Requests fail during phased restarts, hot restarts, and shutdown #2337

cjlarose · 2020-08-13T22:46:10Z

Describe the bug

During a phased restart, some clients do not get successful responses from the server.

Requests fail in a variety of ways. The ones I've observed and that I'm able to reproduce reliably are these:

The server closes the connection without first writing a response onto the socket curl: (52) Empty reply from server
curl: (56) Recv failure: Connection reset by peer
The exception Unable to add work while shutting down is raised, invoking the lowlevel_error_handler (by default, this returns a response with response code 500)

Puma config:

port 3000
workers 2

PUMA_MASTER_PIDFILE=/usr/src/app/puma.pid
bundle exec puma --pidfile "${PUMA_MASTER_PIDFILE}"

To Reproduce

I've created a repo that reliably reproduces the errors: https://github.com/cjlarose/puma-phased-restart-errors

Expected behavior

All requests are passed to the application and the application's responses are all delivered to the requesting clients. The restart documentation for puma suggests that phased restarts are meant to have zero downtime.

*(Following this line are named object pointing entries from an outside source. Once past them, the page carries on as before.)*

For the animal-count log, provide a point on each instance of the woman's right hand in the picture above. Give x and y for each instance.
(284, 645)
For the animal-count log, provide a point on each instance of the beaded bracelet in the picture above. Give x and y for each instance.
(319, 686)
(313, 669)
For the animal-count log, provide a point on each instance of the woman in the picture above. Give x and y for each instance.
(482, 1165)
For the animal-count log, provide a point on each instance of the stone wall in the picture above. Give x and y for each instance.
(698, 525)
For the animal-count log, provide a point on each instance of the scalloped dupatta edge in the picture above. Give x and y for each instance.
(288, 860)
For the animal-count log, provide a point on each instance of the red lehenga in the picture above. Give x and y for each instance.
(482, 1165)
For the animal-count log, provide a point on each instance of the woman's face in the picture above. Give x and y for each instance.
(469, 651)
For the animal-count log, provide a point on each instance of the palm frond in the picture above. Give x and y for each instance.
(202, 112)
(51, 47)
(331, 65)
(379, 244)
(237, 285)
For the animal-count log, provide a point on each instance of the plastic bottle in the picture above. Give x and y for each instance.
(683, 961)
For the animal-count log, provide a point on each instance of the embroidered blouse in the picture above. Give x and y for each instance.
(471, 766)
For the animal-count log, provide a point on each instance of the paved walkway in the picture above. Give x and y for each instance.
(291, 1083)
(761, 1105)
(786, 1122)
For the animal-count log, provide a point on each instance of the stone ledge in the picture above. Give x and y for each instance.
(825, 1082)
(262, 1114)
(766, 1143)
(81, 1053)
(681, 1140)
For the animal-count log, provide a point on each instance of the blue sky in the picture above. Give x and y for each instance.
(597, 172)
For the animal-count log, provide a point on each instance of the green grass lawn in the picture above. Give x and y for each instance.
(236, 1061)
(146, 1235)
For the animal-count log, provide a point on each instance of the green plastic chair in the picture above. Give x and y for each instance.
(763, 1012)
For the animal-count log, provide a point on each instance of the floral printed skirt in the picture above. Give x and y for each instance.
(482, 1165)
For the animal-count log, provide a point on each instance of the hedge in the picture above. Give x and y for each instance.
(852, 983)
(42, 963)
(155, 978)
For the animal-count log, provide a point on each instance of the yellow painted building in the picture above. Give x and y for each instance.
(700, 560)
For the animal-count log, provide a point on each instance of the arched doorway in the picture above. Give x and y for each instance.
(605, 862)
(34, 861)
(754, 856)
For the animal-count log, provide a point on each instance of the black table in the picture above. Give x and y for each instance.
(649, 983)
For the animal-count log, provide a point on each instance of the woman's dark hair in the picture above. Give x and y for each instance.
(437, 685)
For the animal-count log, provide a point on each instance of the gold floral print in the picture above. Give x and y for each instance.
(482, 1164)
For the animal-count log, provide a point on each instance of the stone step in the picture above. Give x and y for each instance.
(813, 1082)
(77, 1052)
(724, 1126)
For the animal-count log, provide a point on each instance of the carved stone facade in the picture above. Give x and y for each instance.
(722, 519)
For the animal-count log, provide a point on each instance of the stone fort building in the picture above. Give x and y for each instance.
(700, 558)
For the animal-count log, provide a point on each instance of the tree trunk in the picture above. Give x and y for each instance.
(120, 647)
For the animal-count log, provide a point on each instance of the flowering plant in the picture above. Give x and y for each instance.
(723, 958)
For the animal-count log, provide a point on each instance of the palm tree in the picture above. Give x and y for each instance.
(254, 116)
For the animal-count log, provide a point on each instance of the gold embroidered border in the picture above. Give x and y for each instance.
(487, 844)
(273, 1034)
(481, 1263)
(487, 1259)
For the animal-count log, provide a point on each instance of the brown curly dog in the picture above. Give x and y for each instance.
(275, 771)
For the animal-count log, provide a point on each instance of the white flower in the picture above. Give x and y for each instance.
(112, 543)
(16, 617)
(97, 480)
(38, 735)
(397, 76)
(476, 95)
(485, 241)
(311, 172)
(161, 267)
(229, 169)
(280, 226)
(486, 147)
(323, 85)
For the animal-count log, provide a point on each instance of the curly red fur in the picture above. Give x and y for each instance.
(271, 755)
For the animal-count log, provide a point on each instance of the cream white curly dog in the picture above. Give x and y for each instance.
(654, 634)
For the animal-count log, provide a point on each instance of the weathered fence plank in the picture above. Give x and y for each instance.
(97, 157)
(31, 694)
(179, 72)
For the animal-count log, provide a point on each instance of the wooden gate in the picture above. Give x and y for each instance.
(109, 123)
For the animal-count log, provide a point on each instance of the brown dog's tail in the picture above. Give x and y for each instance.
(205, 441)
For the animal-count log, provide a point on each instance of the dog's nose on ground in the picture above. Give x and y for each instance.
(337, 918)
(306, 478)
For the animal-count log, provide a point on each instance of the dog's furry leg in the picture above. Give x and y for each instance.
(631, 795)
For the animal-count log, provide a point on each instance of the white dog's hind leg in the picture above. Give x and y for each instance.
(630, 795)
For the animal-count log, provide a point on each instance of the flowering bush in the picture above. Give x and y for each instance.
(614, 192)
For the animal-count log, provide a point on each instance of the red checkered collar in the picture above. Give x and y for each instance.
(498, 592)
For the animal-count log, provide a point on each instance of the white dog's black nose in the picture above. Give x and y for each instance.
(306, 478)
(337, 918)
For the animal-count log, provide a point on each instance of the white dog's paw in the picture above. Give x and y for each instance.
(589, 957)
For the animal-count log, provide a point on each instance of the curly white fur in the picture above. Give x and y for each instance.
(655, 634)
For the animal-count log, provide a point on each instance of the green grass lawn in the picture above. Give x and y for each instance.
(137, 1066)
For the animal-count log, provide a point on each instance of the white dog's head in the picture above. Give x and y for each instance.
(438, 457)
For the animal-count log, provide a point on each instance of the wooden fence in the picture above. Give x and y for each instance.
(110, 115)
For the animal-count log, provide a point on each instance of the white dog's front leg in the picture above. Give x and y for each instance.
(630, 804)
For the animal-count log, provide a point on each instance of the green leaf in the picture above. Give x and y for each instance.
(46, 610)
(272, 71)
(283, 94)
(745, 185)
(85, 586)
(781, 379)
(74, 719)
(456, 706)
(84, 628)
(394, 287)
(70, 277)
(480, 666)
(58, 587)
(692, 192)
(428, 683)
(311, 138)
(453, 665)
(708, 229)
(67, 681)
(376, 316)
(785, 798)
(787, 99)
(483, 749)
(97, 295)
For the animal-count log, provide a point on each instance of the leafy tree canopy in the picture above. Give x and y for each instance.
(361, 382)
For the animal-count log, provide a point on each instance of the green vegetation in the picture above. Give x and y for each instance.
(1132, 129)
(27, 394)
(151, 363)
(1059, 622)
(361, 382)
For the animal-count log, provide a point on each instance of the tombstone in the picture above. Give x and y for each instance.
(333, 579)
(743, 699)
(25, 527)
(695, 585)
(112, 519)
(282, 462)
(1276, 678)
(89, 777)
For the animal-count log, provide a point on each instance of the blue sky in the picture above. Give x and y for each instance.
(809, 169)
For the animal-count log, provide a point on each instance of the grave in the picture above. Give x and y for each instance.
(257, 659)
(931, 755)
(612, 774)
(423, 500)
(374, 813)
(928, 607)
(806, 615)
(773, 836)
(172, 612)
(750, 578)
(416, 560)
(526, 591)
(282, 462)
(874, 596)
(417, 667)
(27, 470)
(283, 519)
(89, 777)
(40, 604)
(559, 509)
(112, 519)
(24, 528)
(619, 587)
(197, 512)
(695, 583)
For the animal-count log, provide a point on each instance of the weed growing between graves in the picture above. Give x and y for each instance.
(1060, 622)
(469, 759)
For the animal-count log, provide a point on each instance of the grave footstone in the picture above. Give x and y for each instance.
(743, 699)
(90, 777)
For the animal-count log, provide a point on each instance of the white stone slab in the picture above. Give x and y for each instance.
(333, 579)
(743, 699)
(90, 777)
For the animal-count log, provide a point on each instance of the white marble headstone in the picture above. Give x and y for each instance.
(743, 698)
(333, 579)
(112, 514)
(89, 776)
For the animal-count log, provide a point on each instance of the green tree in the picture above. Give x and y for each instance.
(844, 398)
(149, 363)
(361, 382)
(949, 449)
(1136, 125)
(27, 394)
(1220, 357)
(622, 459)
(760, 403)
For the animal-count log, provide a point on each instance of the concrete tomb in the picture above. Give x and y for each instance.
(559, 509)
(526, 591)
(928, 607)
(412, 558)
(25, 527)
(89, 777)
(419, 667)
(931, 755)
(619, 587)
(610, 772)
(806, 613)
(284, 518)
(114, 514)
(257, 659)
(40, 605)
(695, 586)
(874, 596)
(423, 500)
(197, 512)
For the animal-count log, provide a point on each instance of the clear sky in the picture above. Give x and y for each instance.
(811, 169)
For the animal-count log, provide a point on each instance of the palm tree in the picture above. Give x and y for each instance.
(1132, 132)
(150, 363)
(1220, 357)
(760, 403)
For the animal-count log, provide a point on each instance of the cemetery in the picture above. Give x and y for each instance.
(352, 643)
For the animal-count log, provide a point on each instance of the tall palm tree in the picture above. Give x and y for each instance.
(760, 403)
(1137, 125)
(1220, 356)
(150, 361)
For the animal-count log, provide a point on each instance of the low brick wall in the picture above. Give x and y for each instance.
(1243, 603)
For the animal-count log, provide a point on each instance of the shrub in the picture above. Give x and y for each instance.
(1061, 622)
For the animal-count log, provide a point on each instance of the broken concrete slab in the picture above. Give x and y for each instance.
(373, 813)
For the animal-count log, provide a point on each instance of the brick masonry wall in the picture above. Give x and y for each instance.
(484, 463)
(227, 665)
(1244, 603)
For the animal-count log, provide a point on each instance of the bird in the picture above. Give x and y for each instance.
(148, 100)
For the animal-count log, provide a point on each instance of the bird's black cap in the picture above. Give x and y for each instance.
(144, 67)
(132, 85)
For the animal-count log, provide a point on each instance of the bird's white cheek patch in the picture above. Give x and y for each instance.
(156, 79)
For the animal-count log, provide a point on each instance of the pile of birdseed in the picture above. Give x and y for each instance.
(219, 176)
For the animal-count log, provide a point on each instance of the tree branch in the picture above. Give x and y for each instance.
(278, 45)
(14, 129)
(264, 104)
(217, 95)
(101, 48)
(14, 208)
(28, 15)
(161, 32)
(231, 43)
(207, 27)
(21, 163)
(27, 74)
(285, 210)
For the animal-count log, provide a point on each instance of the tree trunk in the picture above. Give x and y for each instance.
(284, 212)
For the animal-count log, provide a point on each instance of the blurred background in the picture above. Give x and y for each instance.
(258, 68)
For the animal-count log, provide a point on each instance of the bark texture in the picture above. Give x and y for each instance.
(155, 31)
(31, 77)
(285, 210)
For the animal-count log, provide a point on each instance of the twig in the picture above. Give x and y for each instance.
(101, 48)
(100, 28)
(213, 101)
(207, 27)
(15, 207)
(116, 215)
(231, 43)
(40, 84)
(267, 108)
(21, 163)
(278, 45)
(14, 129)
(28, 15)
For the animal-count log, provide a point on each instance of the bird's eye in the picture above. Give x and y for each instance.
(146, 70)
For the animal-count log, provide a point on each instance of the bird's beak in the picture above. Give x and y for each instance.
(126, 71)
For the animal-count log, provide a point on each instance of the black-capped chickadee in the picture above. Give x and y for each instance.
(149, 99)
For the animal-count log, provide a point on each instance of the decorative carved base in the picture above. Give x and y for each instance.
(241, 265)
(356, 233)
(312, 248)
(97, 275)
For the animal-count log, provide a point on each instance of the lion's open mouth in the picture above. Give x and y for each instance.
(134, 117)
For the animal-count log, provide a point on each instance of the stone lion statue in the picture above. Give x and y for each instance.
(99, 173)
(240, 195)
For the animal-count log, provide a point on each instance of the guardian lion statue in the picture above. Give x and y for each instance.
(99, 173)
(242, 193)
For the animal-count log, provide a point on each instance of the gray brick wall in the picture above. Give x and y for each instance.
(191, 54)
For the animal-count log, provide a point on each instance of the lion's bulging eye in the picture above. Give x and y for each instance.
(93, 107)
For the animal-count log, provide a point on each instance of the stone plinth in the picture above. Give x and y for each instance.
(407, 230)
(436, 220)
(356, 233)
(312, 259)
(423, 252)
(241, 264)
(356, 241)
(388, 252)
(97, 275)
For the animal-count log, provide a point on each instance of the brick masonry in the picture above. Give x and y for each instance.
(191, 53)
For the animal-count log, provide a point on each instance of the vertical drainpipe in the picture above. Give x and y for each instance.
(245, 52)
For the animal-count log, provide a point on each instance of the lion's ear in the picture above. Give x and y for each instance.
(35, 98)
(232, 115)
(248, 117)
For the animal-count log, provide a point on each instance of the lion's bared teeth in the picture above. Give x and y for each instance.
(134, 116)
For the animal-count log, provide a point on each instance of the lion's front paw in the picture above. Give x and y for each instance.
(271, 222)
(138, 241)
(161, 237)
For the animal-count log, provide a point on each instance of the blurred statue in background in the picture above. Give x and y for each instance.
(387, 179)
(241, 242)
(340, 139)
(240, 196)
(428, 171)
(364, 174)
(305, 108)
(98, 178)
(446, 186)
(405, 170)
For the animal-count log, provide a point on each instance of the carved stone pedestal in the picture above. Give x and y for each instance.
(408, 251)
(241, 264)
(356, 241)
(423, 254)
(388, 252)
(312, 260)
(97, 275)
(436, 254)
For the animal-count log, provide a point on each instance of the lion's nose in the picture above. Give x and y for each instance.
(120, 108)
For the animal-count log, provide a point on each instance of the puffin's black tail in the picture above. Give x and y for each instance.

Desktop (please complete the following information):

OS: Linux
Puma Version: 4.3.5

The text was updated successfully, but these errors were encountered:

MSP-Greg · 2020-08-13T23:54:47Z

@cjlarose

Thanks for testing Puma.

During a phased restart, some clients do not get successful responses from the server.

Phased restarts are not meant to be repeatedly done in a short timespan. There are one or more time settings that affect how long it takes to perform a phased restart.

Do you have unsuccessful responses when doing a single phased restart?

cjlarose · 2020-08-14T00:14:28Z

For the repo that reproduces the problem, I just did a bunch of phased restarts repeatedly to increase the likelihood of failure; I understand these are not normal operating conditions.

But yes, I originally became aware of this problem because it happens to two different applications of mine where we perform phased restarts once every hour or so. Specifically, we encounter the Unable to add work while shutting down error in production. From a brief reading of the code, it seems like that error can happen as a result of a request finishing buffering by the Reactor after the corresponding thread pool has started its shutdown procedure.

MSP-Greg · 2020-08-14T00:28:12Z

we perform phased restarts once every hour

Ok, that's reasonable. Using MRI or JRuby?

cjlarose · 2020-08-14T00:39:03Z

MRI 2.6.1 and 2.6.5

nateberkopec · 2020-08-21T15:27:40Z

Scenario 3 definitely seems like something we could easily prevent.

cjlarose · 2020-08-24T19:22:56Z

A colleague and I are looking into fixing the Unable to add work while shutting down problem (Scenario 3). We've got a plan we're working on and hope to open a PR at some point.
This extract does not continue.